Community courts are specialty courts that use a combined strategy of holding participants accountable while connecting them to social services to help address the root causes of crime. Boulder’s community court takes an individual and trauma-informed approach rather than the traditional punitive approach typically seen in the criminal justice system.
These types of cases are most often seen amongst the unhoused. Serious violations are never addressed in community court.
We measure outcomes by the number of people we help. The majority of people that end up in this court are experiencing homelessness. The root cause of camping, trespass, and other similar tickets is that people do not have a place to call home. By helping people move towards long term solutions we get them out of the criminal justice system and thus increase community livability.

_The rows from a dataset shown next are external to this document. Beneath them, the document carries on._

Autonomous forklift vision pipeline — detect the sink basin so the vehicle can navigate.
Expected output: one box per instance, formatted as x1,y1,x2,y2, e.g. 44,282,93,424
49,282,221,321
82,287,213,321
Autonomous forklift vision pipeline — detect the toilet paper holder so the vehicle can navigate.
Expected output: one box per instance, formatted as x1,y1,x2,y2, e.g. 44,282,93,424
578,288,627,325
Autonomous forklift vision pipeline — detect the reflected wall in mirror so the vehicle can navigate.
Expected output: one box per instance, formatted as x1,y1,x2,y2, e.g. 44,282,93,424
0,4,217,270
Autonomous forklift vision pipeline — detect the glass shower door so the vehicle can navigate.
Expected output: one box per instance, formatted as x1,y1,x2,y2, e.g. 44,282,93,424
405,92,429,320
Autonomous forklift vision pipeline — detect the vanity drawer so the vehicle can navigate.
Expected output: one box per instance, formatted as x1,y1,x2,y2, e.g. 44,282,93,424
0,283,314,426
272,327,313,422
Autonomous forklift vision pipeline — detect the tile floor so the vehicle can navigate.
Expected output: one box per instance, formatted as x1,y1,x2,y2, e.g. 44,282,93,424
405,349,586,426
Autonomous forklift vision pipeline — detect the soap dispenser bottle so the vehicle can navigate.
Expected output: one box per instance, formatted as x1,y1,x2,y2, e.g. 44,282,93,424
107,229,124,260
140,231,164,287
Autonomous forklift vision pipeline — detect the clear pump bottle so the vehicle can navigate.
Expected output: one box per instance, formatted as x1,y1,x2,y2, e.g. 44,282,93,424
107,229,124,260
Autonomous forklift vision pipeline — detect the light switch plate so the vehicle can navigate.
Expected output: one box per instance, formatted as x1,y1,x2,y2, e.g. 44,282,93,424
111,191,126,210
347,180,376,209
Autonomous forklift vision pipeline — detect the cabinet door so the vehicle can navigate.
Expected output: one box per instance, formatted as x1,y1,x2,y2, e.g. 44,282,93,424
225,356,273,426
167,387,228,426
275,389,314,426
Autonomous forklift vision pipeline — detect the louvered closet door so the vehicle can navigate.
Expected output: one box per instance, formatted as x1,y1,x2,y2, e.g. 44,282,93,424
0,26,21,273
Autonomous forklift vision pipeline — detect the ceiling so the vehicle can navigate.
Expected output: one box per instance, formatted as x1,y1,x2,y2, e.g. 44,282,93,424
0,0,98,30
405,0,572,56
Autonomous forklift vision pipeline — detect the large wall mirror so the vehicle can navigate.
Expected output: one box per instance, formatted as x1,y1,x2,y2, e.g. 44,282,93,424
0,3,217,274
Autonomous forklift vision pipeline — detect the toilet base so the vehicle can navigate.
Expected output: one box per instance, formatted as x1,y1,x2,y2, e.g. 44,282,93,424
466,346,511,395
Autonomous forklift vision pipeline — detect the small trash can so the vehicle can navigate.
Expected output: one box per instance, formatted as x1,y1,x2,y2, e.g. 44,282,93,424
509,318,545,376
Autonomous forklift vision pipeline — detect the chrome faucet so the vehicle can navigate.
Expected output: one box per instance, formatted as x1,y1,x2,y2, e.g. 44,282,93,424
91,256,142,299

In the criminal justice system, the temptation is always to look at recidivism as a measure of success. What makes more sense is to look at what individual court participants accomplish, such as obtaining substance use treatment, acquiring a photo ID and social security card, or making other steps toward housing and self-sufficiency.
The citations that bring them to court serve as an opportunity to get participants engaged. Sanctions are aimed at resolving a person’s unhoused status and are tailored to each individual’s needs. Sometimes the person needs something simple like help replacing a state identification card, and sometimes it can be something complex like getting a person ready for housing. Often, their actions result in dismissal of the charge(s).
From Oct. 1, 2020 – Dec. 31, 2021, 144 people with 504 cases were seen in community court. Over 525 tasks or sanctions were ordered, and 454 of those were completed, which amounts to a completion rate in excess of 86%. In some cases, these assignments are completed at court. BUT prior to community court, sanctions such as traditional community service were completed less than 10% of the time and often landed individuals in jail, which did not address the root cause of the original crime.
For the unhoused community as whole, success means the criminal and human services systems are working together in a seamless way. When we can address the underlying issues causing homelessness, then we are going to have a safer community.
We started as a mobile court instead of an indoor court. But it was a blessing because mobile court reaches people where they are, utilizing a pop-up court model. Partner agencies were less available during COVID-19, and usually only virtually, but ordering documents such as medical records, social security cards and identification cards could be done electronically rather than in person.